While he and other experts who study kids and screens debate one another, those who work directly with young people say the impact tech is having is apparent and, at least in some cases, detrimental.

“Smartphones and social media — this is certainly where they live and interact,” says Jill Cook, assistant director of the American School Counselor Association. “One of the problems is that these platforms allow young people to engage in activities they probably wouldn’t be able to face-to-face.” As an example, she says some students set up fake profiles and harass one another in ways they likely wouldn’t, or couldn’t, if they lacked the anonymity of a screen. “We’ve seen students bully other students into harming themselves,” she says.

The rise in mental health challenges among teens is something she and other school counselors have noticed and discussed, and she says that tech often appears to be at the center of the issue. “With social media, you’re comparing yourself to whatever that perfect image is that people are putting out there,” she says. “That can be very hard, and we have to help kids navigate that in a healthy way.”

“I think it’s critical for parents to be thinking about social media,” says U. of Arkansas’s Primack.
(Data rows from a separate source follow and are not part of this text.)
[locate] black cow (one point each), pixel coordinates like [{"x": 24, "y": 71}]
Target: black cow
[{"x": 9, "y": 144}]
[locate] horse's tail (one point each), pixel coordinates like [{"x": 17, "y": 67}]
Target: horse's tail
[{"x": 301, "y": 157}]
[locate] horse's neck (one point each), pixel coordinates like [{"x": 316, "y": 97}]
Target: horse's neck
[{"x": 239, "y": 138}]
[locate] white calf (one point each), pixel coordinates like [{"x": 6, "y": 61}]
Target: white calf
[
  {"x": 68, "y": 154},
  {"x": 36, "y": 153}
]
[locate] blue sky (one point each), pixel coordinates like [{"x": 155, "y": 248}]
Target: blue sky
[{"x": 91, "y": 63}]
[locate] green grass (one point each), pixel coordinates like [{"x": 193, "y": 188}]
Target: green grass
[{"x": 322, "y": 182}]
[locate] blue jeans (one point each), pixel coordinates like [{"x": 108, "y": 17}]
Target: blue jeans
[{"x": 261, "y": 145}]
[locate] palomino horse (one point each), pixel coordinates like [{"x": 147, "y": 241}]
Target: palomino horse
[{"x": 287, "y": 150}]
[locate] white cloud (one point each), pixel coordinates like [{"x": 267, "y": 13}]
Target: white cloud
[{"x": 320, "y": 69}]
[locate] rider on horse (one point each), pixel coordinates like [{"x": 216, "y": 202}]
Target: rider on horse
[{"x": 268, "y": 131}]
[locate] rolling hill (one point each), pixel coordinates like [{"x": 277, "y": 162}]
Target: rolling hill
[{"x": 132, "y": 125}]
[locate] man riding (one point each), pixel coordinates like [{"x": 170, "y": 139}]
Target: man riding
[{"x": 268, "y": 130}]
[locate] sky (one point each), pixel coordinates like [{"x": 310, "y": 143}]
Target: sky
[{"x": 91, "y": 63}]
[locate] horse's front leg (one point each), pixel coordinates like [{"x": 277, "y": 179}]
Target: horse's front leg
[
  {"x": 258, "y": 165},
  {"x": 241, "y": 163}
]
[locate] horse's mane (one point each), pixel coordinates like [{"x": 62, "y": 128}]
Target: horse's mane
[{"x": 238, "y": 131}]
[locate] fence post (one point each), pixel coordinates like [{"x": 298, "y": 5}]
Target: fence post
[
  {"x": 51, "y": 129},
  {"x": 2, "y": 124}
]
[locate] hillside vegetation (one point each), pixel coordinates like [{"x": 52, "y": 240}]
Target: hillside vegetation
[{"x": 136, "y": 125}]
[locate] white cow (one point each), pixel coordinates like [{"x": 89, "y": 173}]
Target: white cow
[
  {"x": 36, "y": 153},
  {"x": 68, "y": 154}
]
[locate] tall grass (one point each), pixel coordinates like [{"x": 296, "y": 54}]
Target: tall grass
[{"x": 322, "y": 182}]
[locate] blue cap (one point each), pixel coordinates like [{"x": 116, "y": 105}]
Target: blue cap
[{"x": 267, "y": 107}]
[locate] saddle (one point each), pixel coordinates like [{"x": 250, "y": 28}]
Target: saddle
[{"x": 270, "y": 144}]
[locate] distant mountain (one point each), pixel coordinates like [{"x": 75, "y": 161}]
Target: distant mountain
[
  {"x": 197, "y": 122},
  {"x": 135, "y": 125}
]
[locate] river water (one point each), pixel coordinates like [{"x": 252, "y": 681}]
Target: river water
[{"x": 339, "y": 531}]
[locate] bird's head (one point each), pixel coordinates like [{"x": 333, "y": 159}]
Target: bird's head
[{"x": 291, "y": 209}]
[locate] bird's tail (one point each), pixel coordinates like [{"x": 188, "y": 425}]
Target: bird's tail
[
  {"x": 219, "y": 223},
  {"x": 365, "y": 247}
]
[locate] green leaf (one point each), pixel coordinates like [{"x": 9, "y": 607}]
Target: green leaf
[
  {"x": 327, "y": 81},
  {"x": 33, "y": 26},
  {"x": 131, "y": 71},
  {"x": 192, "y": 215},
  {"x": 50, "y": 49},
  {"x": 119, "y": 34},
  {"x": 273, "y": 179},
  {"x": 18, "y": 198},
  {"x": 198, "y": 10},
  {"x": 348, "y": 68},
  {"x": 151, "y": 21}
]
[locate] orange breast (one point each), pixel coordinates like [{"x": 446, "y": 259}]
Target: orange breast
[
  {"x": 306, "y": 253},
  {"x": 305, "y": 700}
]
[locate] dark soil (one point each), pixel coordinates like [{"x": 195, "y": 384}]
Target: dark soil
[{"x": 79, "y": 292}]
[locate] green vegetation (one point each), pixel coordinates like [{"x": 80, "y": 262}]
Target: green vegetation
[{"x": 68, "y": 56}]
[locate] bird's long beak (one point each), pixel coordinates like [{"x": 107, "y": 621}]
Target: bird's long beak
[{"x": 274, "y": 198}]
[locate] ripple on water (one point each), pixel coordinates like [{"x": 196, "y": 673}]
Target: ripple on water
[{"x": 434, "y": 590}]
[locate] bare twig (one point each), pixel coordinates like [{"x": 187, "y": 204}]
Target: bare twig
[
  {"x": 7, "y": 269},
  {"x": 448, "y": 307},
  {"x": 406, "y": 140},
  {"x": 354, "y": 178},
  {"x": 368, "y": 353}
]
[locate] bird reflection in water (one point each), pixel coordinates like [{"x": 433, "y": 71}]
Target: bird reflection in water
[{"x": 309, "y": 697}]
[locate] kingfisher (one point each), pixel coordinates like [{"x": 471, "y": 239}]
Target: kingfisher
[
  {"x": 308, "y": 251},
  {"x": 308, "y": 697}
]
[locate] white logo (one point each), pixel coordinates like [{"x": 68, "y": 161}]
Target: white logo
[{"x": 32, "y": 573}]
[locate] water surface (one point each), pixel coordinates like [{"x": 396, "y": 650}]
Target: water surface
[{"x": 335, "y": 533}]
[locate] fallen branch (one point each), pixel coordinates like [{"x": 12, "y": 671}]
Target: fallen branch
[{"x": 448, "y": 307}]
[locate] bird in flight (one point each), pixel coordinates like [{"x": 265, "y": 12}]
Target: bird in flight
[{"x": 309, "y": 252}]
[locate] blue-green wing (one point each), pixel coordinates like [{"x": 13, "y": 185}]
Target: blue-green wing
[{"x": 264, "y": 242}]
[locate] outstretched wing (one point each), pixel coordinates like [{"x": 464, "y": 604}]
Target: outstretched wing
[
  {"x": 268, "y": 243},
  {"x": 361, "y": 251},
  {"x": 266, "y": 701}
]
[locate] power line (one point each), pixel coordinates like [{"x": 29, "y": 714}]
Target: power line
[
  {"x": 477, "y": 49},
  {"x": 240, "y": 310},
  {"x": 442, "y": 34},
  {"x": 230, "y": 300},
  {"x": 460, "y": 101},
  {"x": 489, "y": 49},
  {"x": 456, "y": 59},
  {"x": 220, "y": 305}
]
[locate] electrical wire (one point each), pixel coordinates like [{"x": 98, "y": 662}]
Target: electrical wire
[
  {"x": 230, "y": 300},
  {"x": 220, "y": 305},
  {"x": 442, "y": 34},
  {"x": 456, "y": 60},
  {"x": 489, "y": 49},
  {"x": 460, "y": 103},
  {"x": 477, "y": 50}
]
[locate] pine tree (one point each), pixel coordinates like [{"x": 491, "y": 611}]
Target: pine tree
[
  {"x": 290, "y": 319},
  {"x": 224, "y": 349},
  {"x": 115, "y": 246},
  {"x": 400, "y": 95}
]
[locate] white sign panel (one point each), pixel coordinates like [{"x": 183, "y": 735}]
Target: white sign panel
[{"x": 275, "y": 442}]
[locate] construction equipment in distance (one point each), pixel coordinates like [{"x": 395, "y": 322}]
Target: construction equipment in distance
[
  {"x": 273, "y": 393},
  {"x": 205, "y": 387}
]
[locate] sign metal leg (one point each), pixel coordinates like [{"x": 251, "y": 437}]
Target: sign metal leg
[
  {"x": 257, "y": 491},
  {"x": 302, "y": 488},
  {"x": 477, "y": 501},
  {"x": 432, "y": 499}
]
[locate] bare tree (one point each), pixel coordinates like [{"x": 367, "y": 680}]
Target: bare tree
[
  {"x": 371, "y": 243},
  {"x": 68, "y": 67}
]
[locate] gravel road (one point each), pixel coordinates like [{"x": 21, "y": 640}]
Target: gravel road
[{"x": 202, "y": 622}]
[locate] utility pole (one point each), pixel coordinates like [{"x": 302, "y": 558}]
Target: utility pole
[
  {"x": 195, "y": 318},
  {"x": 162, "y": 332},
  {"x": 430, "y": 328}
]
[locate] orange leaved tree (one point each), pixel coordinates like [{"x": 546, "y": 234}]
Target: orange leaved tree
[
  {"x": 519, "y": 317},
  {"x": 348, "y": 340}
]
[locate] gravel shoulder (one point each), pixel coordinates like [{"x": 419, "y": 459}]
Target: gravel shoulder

He points out that kids who are disadvantaged or struggling with health issues may find helpful support communities on social media, and so the lesson shouldn’t be that any and all use is harmful. But if kids are spending many hours a day on social media, he says, any benefits may be outweighed by the risks. “I’d suggest that people reflect on their experiences with these platforms and adjust their use accordingly,” he says.

He also says that, at this moment, parents can direct their kids toward “positive screen-related activities,” which include educational and entertaining YouTube channels. He mentions Life Noggin, CrashCourse, and TED Ed as some examples. That doesn’t mean parents should park kids in front of screens all day; when it comes to most forms of digital tech, most experts say moderation is key. Unfortunately, moderation doesn’t seem to be the status quo.

While it’s hard to know exactly how any young person is spending his or her time, a 2018 report from the Pew Research Center found that 45% of teens say they’re online “almost constantly” — up from 24% just a few years earlier — and that social media sites make up nearly all of the online platforms where they spend the most time. Meanwhile, a 2019 report from Common Sense Media found that, among 8-to-12-year-olds, average daily screen time is now up to nearly five hours, which doesn’t include time spent on schoolwork. Among teens, that figure jumps to more than seven hours per day. The Covid-19 pandemic and stay-at-home orders are certain to augment those figures.

“Is tech bad or not? I don’t think there’s any straight answer to that,” says USC’s Immordino-Yang. “That’s like asking, ‘Is food good or bad?’ It depends on what and when and how you’re consuming it.” But just as the data on obesity-related disease indicate that many Americans aren’t eating properly or in moderation, young people may be over-consuming some unhealthy forms of technology. Building screen-free hours and activities into a young person’s day may help reestablish a sense of balance that has been lost.

“It’s really important to understand that a young person’s brain and social and cognitive and psychological development is incredibly plastic and incredibly experience-dependent,” Immordino-Yang says. “That means the way young people use their brains will impact how they grow and develop.” Knowing this, she says it’s unreasonable to think that relocating so much of a young person’s time and social interaction into a digital space would not have an impact on how they think and feel. And at a population level, that relocation seems to be having some negative consequences.

“You can slice and dice the data up in different ways, but let’s get real,” she says. “We need to think about shifting the ways in which kids use these technologies in order to leverage the benefits and attenuate the risks.”